Gwizdowski ready to take the reins

Posted in hockey, sports reporting with tags , , , , , , on August 15, 2008 by gkulaga

Alan “Gwiz” Gwizdowski wears many hats. He’s a talented photographer, graphic designer, student, marathon runner and golfer. But the most important piece of headgear he’ll be donning this Fall is his hockey helmet. Gwizdowski has been handed the captaincy of the Emerson hockey team, and he’s not taking the task lightly.
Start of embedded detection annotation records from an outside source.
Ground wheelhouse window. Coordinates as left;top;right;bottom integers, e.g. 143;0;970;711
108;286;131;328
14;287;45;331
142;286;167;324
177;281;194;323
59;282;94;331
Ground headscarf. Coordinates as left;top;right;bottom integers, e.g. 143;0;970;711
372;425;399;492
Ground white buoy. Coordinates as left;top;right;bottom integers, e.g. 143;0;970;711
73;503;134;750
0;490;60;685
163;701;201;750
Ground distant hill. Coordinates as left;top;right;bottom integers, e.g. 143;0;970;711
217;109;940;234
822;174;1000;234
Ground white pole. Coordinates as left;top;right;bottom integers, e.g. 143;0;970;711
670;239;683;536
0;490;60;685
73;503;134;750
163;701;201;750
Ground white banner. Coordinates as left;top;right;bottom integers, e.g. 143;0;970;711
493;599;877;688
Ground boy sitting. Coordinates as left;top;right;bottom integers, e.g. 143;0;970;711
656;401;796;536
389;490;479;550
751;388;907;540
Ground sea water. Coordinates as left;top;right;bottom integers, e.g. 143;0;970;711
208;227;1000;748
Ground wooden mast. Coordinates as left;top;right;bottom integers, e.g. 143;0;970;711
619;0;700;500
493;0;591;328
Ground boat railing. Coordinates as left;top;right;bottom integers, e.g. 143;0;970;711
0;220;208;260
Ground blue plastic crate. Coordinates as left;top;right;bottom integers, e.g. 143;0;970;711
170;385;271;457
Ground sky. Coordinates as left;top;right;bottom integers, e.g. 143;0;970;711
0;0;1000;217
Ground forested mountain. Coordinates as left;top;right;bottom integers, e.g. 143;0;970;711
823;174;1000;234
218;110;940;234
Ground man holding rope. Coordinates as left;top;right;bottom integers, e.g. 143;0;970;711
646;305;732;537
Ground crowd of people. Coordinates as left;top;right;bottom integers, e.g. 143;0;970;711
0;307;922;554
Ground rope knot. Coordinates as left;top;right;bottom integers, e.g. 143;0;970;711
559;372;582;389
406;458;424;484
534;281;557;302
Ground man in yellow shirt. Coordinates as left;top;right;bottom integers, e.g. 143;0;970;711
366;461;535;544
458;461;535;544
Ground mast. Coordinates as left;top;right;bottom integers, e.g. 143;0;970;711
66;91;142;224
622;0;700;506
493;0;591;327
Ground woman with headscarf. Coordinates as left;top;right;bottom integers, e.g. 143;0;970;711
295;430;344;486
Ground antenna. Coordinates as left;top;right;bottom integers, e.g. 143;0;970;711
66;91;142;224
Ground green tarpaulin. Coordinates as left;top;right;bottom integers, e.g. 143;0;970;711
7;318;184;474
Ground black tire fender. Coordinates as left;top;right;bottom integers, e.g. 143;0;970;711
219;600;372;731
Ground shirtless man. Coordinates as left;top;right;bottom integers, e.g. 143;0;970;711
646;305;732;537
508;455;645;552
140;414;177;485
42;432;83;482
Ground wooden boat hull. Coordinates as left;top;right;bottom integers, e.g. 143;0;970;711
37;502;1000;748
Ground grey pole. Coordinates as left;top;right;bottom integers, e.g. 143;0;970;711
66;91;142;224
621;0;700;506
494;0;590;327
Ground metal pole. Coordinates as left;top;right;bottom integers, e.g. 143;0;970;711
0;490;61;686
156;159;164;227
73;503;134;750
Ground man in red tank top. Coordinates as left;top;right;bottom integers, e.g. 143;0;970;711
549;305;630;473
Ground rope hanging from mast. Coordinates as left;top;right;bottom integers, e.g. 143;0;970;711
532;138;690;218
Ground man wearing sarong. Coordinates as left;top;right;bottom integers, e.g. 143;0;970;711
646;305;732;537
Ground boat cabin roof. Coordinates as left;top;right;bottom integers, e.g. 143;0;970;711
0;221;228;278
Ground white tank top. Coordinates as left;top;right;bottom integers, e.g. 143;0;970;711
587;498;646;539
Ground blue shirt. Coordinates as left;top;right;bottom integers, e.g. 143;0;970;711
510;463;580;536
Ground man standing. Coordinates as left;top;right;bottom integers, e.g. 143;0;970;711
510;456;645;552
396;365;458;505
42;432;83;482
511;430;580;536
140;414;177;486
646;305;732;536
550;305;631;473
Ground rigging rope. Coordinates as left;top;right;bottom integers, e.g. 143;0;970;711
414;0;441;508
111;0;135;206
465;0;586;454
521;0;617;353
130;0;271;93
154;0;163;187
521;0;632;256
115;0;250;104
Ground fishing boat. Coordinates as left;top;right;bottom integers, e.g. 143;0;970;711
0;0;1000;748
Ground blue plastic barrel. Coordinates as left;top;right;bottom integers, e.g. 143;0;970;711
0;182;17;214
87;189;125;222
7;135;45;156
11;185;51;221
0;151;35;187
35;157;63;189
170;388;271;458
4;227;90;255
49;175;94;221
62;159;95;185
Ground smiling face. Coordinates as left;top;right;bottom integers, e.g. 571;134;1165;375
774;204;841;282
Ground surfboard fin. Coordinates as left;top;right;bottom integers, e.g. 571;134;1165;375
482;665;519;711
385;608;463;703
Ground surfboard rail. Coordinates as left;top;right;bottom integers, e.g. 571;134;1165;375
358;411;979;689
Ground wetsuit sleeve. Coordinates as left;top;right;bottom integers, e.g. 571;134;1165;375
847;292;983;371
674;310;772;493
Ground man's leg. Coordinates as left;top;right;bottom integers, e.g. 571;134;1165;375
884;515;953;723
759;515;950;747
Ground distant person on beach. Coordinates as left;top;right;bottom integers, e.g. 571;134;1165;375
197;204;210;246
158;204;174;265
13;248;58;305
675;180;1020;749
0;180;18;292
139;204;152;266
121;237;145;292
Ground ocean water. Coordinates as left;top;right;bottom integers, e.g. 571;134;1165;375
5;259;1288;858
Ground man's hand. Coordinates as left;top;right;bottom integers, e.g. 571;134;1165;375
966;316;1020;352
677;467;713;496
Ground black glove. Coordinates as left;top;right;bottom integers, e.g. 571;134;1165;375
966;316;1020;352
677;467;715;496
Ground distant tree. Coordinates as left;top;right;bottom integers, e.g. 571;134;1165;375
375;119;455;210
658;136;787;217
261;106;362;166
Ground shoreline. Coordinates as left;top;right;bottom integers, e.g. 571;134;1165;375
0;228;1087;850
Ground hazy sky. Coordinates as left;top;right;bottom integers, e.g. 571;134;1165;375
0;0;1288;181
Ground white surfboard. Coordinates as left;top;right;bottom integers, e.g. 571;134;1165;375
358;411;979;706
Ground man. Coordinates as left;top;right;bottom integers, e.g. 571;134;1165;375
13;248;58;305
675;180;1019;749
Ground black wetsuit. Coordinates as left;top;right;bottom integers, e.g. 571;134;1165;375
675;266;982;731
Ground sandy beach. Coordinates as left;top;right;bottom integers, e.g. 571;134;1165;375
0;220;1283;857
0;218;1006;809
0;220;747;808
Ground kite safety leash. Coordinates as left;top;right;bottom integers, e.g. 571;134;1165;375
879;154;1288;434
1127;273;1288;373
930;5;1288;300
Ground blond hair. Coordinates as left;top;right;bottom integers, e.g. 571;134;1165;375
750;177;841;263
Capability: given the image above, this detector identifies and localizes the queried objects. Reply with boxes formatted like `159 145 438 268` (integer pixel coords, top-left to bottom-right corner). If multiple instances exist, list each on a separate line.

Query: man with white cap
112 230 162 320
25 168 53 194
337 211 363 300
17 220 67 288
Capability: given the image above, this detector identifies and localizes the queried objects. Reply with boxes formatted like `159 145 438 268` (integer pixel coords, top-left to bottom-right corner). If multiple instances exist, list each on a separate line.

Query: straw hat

“No matter how busy I am with school, once we step on the ice it becomes all about hockey,” Gwiz said. “I don’t even think about anything else.”

Quiet by nature, Gwizdowski lets his stick and skates do most of the talking, delivering timely offense in critical games and giving 100% at every practice. He has worn the “A” as Emerson’s assistant captain for the past two seasons, earning his honors through skillful play and a fierce commitment to conditioning.

“He does the right thing, all the time, and that’s the epitome of captain material,” said former captain Matt Porter.

Gwiz met all his predecessor’s criteria for someone he’d want captaining the team:

Nearly insane amount of love for the game?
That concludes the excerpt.